In the first of a new regular column, our great former goalkeeper and current technical and performance advisor Petr Cech shares some of his views and recollections on Chelsea and the game of football.

With two Premier League wins and a draw plus the UEFA Super Cup captured, the current Chelsea side has had a good start to the season, which leads Cech to discuss strong starts to a campaign in general (and he played in a few!), plus he recalls Romelu Lukaku at the club the first time around…

I always say that to do well in a league season, it does not matter how you get to the end of it. If for example to win the league it means you have to win 30 games, draw five and you lose just three games, then it does not matter if you lose the first three, or lose every 10th game, as long as you manage to accumulate those wins.

But it's true as well that sometimes at the beginning of the season you set the tone. If you start well, you put yourself in position where you have a buffer. You know that everybody else is chasing and they feel the pressure if they see that you’ve won again and again and again.

When you start well, there is the advantage that first you settle, the confidence builds, and then secondly there is the atmosphere to work well every day. Once you win, you get a winning habit.

When you give yourself a buffer, you know that probably a defeat or one bad game inevitably will appear, but you know you have something almost like a joker in your pocket to use against that game.

When I was playing for Chelsea we often had good starts because we would have always worked hard in the pre-season. Pre-season was always a huge part of the success. Every single time we had a good pre-season, you knew the season would be good and every time the pre-season we felt was not right, the start wasn't right and the season was more difficult.

In judging what was a good pre-season, I am talking about people needing to get fit.

When Luiz Felipe Scolari was manager in 2008, we started well, won four of our first five games, but then later on we faded for different reasons.

We had a good start but pretty much the same people who started the first four games played pretty much the whole season, so we had a huge divide between players who were really fit and players who were not.

When you don't have the base, and you are too fit too early, then you get tired early as well. I think we had a combination of that coming into November and December that season. That is where everything started going in the wrong direction because we didn’t have the big base to last for 38 games at such an intensity. We could feel it was wrong.
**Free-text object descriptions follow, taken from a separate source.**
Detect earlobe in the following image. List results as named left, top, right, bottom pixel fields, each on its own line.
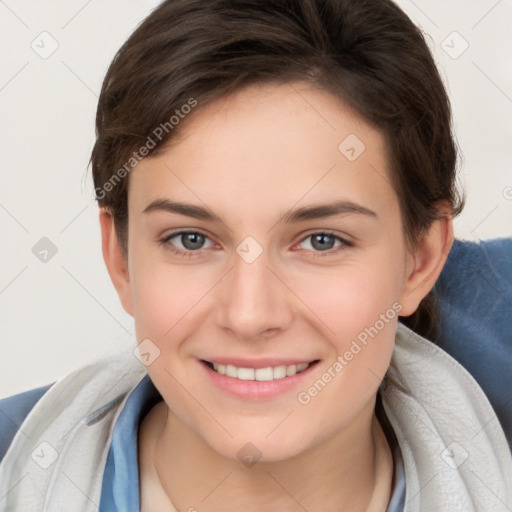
left=98, top=208, right=134, bottom=317
left=399, top=211, right=454, bottom=317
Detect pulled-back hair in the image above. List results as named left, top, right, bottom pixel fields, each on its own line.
left=90, top=0, right=465, bottom=342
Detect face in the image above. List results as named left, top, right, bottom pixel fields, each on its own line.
left=120, top=81, right=418, bottom=462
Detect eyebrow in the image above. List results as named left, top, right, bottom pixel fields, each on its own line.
left=142, top=198, right=378, bottom=223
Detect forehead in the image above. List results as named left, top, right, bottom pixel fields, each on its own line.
left=128, top=81, right=398, bottom=223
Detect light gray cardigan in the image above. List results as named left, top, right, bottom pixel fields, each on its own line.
left=1, top=322, right=511, bottom=511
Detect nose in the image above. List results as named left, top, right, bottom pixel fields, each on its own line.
left=215, top=246, right=293, bottom=342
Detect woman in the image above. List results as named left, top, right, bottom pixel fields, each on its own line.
left=1, top=0, right=511, bottom=510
Also, ahead of the season after we won the Champions League in 2012, for that pre-season I felt that we hadn’t done enough. I thought we should have trained more than we did. We concentrated on some games, and then we had more games, and we had less training sessions and I think it cost us.

We won the Europa League at the end of the season but we lost the manager, Roberto Di Matteo, along the way and did not do as well as we could have done, and it was because we didn't feel ready to start the season and it showed. Consciously when you know that pre-season is strong and you feel fit and ready to go then that is when you have a good start. You know you're ready and it lasts as well. You have fuel in the tank for the whole season, not only for a couple of months.

The most outstanding start we had was in my second season when we won our first nine league games. We were the reigning champions and everybody had an extra motivation to beat us. Everybody was thinking Chelsea have had a great season the year before but can they repeat it.

We did not concede a goal in the first six games and I remember one of the newspapers put up a sum of money for the first player to score against us to give to charity. Then Luke Moore scored for Aston Villa but we still won 2-1 and that was seven games into the season.

When you go on to start with nine wins, it puts everybody else off. You put the others under the pressure of chasing. You know if you have one bad game, it does not really matter whereas if you are the team that has to keep chasing, you can’t afford to have one bad game.

So it is always good to start well but as I stated at the beginning, ultimately it does not matter how you get to the final points total you need. If you lose the first three matches and then you win everything else, you still get there, but it's harder.

In the end the accumulation of the points is the most important thing and it is most important to finish well, but the start helps you to set the tone and everybody feels better when you have a good start.

Lukaku’s unfinished business

We have welcomed Romelu Lukaku back to Chelsea, a team-mate of mine when he first came to the club 10 years ago.

When you start playing at the age of 16 years old in a top professional league like the Belgian one and you start scoring goals, it obviously shows that you have a talent and some potential.

When he moved to Chelsea, he had the disadvantage at that time that Didier Drogba was at the full peak of his form and his ability. Didier was scoring goals and we knew exactly how to use him.

When Romelu arrived at Chelsea, his hold-up game was not the same as it is now, because at Anderlecht he was used to concentrating on running. He would get the ball and kill everybody with speed, power and his finishing. At Chelsea at that time, we used the number nine in a slightly different way for the hold-up play, and also it's a more challenging league than Belgium.

He needed a little bit of time to adapt, his career took a different path and he's been successful everywhere he’s been. Over the years he has obviously improved and you can see when he talks that he was conscious about needing to improve this part of his game.

And he's done it, so that is credit to him, and we are delighted to have him back. He knows what he's coming in to and probably has a little bit of unfinished business here which he can nicely complete if everything goes the way we all wish.

Everybody's path is different and it shows that if things are not working at the beginning, you should not dismiss any opportunities or different pathways.